He was listening to a news bulletin on a tiny portable radio, but he switched it off as Dawson and Auntie Osewa walked in.

“How are you, Darko?” he said, smiling broadly. “How is everything? Have a seat.”

They chatted for a few minutes.

“So,” Auntie Osewa said, “any news on the investigation?”

“That’s partly what I came to talk to you about,” Dawson said.

“Is that so?” she said.

“Inspector Fiti told me you’ve reported that Samuel went into the forest with Gladys that evening. Is that true?”

Kweku shot his wife a quizzical look. “You did? He did?”

She nodded. “I was collecting firewood when I saw them.”

“You never told me,” Kweku said evenly.

Osewa shrugged, unperturbed. “I didn’t even think it was important until some of the women collecting water at the pump said they had heard Samuel had been arrested and the police were looking for information about him.”

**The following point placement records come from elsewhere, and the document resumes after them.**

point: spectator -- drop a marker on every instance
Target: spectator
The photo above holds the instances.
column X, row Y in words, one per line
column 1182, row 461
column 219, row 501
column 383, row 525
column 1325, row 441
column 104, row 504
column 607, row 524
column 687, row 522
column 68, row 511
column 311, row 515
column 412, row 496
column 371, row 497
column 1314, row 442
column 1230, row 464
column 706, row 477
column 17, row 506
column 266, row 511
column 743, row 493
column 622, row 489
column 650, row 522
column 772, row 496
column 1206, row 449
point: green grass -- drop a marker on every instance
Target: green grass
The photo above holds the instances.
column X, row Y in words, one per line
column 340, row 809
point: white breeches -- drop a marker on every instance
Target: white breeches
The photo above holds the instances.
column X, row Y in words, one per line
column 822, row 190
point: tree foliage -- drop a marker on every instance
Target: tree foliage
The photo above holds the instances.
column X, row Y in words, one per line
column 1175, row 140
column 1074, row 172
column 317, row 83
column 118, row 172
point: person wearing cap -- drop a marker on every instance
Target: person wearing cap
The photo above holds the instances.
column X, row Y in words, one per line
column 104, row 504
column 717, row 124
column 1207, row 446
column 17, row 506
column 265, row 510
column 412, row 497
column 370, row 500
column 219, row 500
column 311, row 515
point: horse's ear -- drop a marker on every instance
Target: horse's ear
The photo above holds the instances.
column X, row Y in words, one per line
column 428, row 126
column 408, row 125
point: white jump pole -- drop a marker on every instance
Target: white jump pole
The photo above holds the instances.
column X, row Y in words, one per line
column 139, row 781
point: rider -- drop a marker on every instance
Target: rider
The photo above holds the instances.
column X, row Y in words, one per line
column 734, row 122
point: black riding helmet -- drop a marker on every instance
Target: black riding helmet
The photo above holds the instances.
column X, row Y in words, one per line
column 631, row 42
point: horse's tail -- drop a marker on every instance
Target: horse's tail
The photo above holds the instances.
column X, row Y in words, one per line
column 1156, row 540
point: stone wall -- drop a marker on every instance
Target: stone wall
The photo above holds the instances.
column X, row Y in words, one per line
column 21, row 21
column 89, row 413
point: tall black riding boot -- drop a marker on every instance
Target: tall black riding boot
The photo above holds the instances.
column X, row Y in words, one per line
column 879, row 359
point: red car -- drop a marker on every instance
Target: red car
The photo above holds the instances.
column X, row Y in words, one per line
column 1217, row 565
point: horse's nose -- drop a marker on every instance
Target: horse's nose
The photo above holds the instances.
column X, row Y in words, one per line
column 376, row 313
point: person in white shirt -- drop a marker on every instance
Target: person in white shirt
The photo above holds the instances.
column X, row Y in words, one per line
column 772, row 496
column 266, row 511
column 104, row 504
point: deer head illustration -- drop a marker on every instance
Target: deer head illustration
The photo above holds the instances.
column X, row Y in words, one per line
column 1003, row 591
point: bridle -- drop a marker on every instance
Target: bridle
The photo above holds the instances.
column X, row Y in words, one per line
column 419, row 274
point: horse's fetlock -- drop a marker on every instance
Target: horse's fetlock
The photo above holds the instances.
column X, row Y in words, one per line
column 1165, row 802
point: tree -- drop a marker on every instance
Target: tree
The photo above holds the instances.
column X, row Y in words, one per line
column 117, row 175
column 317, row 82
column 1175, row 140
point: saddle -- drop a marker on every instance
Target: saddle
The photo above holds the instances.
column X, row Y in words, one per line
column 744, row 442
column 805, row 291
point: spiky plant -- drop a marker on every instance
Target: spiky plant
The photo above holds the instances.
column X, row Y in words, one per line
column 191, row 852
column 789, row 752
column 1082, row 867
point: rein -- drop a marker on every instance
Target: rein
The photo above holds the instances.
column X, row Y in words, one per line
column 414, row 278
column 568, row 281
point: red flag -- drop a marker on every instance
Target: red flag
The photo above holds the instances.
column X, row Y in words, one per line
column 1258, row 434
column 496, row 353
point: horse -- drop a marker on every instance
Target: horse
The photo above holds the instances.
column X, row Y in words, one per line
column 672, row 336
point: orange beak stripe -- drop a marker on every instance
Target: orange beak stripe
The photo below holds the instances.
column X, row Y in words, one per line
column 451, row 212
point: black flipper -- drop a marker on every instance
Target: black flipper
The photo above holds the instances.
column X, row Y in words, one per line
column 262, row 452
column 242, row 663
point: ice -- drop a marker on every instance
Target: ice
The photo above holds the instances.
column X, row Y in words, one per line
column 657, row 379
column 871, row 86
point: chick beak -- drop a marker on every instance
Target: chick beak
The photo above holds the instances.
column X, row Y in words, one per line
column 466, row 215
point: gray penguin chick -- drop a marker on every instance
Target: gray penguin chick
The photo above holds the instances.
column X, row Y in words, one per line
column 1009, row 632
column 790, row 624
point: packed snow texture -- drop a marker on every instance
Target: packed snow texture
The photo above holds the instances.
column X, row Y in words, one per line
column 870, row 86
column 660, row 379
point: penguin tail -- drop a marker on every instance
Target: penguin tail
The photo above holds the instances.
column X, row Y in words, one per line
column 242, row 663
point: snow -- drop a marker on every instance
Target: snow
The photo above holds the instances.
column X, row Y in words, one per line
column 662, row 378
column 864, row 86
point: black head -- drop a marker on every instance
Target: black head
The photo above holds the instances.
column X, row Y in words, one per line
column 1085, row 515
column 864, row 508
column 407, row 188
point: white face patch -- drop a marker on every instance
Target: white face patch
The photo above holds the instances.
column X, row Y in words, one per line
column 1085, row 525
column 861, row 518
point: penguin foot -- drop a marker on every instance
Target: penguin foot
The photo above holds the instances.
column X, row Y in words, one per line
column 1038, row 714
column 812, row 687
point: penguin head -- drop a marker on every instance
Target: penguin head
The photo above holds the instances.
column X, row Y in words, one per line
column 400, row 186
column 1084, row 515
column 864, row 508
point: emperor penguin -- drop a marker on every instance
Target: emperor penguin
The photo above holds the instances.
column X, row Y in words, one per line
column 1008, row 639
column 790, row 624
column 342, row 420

“Auntie, do you mind if I ask you a few questions and write down your answers?” Dawson asked.

“Of course I don’t, Darko. You have to do your job.”

He fished his notebook from his shirt pocket. “Can you say about what time you first saw Samuel?”

“Well, I don’t wear a watch,” she said apologetically, “but the sun was soon about to go down.”

“So maybe around five thirty or five forty-five,” Dawson said. “And where were you exactly when you saw them?”

“There is a place between Bedome and Ketanu where I get my firewood. I was collecting it when I heard some people talking. I went to see what was happening, and that’s when I saw them.”

“How far away from you were they?”

“When you were coming, did you see the two houses before ours?”

“Yes.”

“From here to the one farther away from us.”

“I see.” That was about three hundred meters. “Do you remember the clothes they were wearing?”

She laughed. “Ei, Darko, you are giving me a tough test. The boy-well, you know his clothes are nothing special. Just some torn khaki trousers and something like a red shirt, or orange, with no sleeves. And Gladys was wearing a blue and white skirt and blouse with Adinkra symbols. Very pretty. She always wore beautiful clothes.”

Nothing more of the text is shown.